175 milyona yaklaşan nüfusuyla Afrika’nın en kalabalık ülkesi olan Nijerya’da halk Boko Haram adlı radikal İslamcı örgütün saldırıları ile Nijerya ordusunun baskıları arasında sıkışmış durumda. 2009’da toplam 304 kişinin öldürüldüğü eylemlerle sesini duyuran Boko Haram, bu tarihten itibaren saldırılarını giderek arttırdı. Boko Haram’ın eylemleri ve kolluk güçlerinin saldırıları sonucunda bugüne kadar binlerce Hıristiyan ve Müslüman sivil yaşamını kaybetti. Son olarak Mayıs ayında Jos kentinde gerçekleştirilen iki bombalı saldırıda en az 118 kişi öldü. 14 Nisanda ise önce bir durakta gerçekleştirilen bombalı saldırıda 71 kişi ölmüş, yüzlerce kişi yaralanmıştı. Hemen ardından örgüt aynı gün bir okulu basarak 200’den fazla kız öğrenciyi kaçırmıştı. Boko Haram’ı dünyanın gündemine sokan da bu olay oldu. Kızların nerede olduğu ve hayati durumları halen tam olarak bilinmiyor. Kızların kurtarılması için emperyalist güçlerin de destek verdiği “hummalı” bir çalışma başlatıldı. Ama ne hikmetse kızlar halen bulunamadı. Nijerya’da artan saldırıların arkasındaki Boko Haram örgütünün niteliğini doğru kavramak ve neden bugün uluslararası gündemde önemli bir yer tuttuğunu anlamak için önce kısaca Nijerya’nın tarihine bakmak gerekiyor.
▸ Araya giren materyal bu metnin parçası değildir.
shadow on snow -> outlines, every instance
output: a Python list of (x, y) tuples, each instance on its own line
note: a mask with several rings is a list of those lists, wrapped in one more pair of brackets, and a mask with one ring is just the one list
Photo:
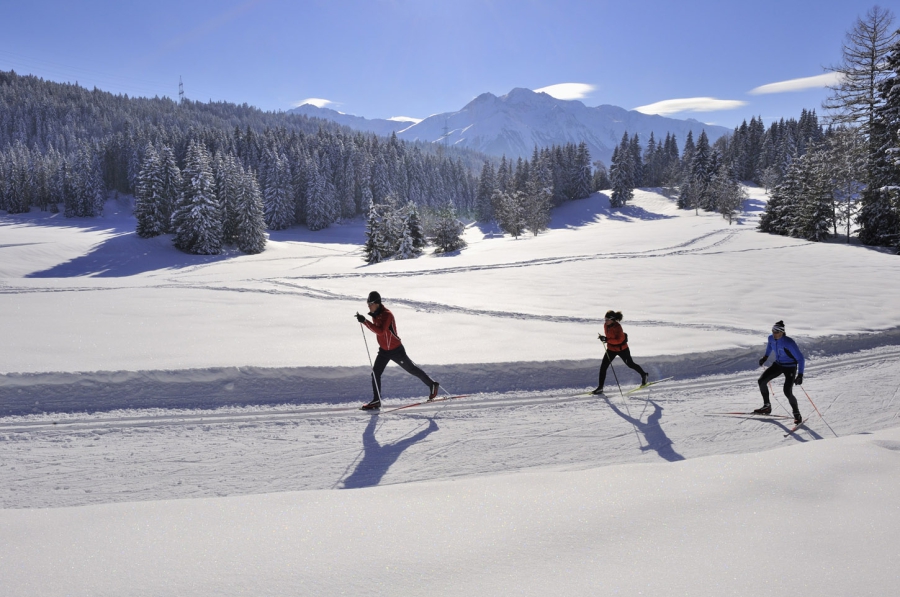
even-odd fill
[(647, 422), (644, 423), (641, 421), (640, 416), (632, 417), (630, 414), (623, 412), (609, 399), (609, 396), (604, 395), (603, 399), (613, 409), (613, 412), (634, 425), (635, 430), (644, 436), (644, 441), (647, 442), (647, 445), (641, 446), (642, 452), (653, 450), (659, 454), (660, 458), (669, 462), (684, 460), (684, 456), (675, 451), (675, 448), (672, 446), (672, 440), (669, 439), (669, 436), (666, 435), (666, 432), (663, 431), (660, 425), (663, 408), (659, 404), (651, 399), (646, 400), (646, 404), (653, 405), (653, 412), (647, 416)]
[(388, 472), (400, 454), (415, 443), (418, 443), (438, 430), (438, 425), (433, 418), (428, 417), (428, 427), (415, 435), (405, 437), (391, 444), (380, 444), (375, 438), (375, 427), (378, 416), (372, 415), (366, 430), (363, 432), (363, 456), (356, 469), (344, 479), (344, 489), (358, 489), (361, 487), (374, 487), (381, 483), (381, 479)]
Nijerya’nın darbeler tarihi
Bugünkü Nijerya topraklarında, 18. yüzyıla kadar irili ufaklı çeşitli devletler hüküm sürdü ama hiçbirisi toprakların tamamını kontrolü altına alamadı. 15. yüzyılda Nijerya kıyılarına gelen Portekizliler, bölgenin yeraltı ve yerüstü zenginliklerini Avrupa’ya taşımaya başladılar. 16. yüzyılda ise Amerika’nın keşfinden sonra artan köle ihtiyacı, köle ticaretini hammadde ticaretinin önüne geçirdi. Rakamlar tam olarak bilinemese de 1600-1800 yılları arasında 20 milyon yerlinin köle olarak pazarlandığı tahmin ediliyor.
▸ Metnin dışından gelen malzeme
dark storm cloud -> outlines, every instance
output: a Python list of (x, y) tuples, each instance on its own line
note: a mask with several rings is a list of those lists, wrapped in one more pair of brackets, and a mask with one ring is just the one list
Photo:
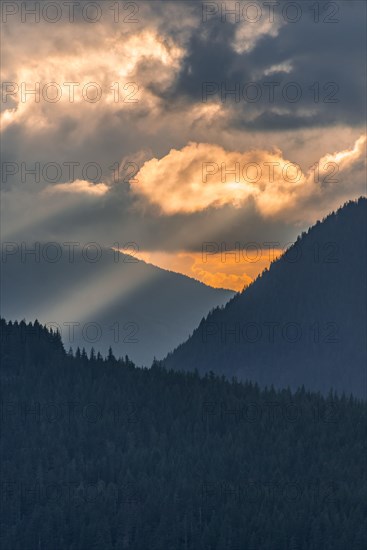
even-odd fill
[[(215, 4), (215, 3), (214, 3)], [(235, 4), (218, 2), (232, 6)], [(275, 15), (291, 4), (280, 2)], [(196, 103), (203, 100), (205, 83), (217, 85), (217, 91), (208, 94), (207, 101), (221, 102), (227, 109), (229, 125), (243, 125), (244, 128), (272, 130), (333, 126), (340, 123), (360, 125), (365, 116), (365, 19), (364, 2), (333, 2), (338, 7), (335, 20), (328, 23), (326, 4), (320, 5), (320, 21), (315, 22), (311, 4), (295, 3), (302, 10), (299, 21), (290, 23), (280, 16), (269, 24), (268, 32), (261, 34), (258, 23), (238, 22), (233, 18), (222, 22), (220, 15), (201, 22), (191, 36), (188, 55), (174, 85), (162, 97), (173, 104), (181, 97)], [(245, 2), (240, 5), (246, 5)], [(258, 2), (258, 6), (262, 3)], [(263, 17), (266, 12), (263, 6)], [(293, 15), (292, 15), (293, 17)], [(326, 20), (325, 20), (326, 19)], [(325, 20), (325, 21), (324, 21)], [(279, 23), (279, 28), (277, 27)], [(260, 38), (254, 39), (250, 51), (238, 53), (234, 48), (241, 46), (236, 39), (241, 25), (252, 25), (254, 35), (260, 32)], [(258, 27), (258, 29), (257, 29)], [(274, 27), (276, 27), (276, 34)], [(274, 31), (274, 32), (273, 32)], [(271, 33), (275, 35), (271, 35)], [(274, 71), (271, 75), (261, 73), (270, 67), (290, 63), (292, 69), (287, 73)], [(301, 97), (293, 101), (297, 94), (288, 84), (295, 82)], [(259, 87), (261, 97), (253, 101), (254, 89), (244, 88), (250, 83)], [(274, 100), (271, 100), (269, 87), (274, 83)], [(318, 85), (318, 90), (316, 85)], [(221, 95), (221, 87), (228, 91), (240, 86), (238, 102), (228, 94)], [(288, 100), (288, 95), (291, 101)], [(205, 98), (204, 94), (204, 98)], [(255, 94), (256, 97), (256, 94)], [(274, 115), (274, 107), (287, 109), (284, 114)], [(260, 112), (259, 112), (260, 111)]]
18. yüzyıla gelindiğindeyse İngiliz İmparatorluğu Nijerya topraklarının farklı bölgelerini işgal ederek bu toprakları sömürgeleştirdi. Başlangıçta Lagos, Nijer Kıyısı ve Kuzey Himayesi olmak üzere üç grup altında sömürgeleştirilen topraklar, 1914 yılında birleştirilerek bugünkü Nijerya sınırları ortaya çıkmış oldu. İngiliz yönetimi altında artan baskılar ve asimilasyon çabaları yerli halkın bağımsızlık taleplerinin ortaya çıkmasına yol açtı. 1922 ile 1960 arasındaki dönem bağımsızlık mücadelelerine sahne oldu. Bu mücadeleler sonucunda İngiltere yeni anayasalarla yerli halka birtakım “haklar” vermek zorunda kaldı. Ancak bu anayasaların hiçbirisi yerli halkın taleplerini karşılamıyordu. Zaten bu anayasaların amacı tepkileri azaltmak, halkın öfkesini dindirmekti. Ancak 20. yüzyılın ortalarında İngiltere’nin bile bir ülkeyi birtakım kırıntılarla sömürge statüsünde tutabilmesi mümkün değildi. Nihayetinde diğer Afrika ülkelerinde olduğu gibi Nijerya burjuvazisi de kendi ulus-devletini kurmayı başardı.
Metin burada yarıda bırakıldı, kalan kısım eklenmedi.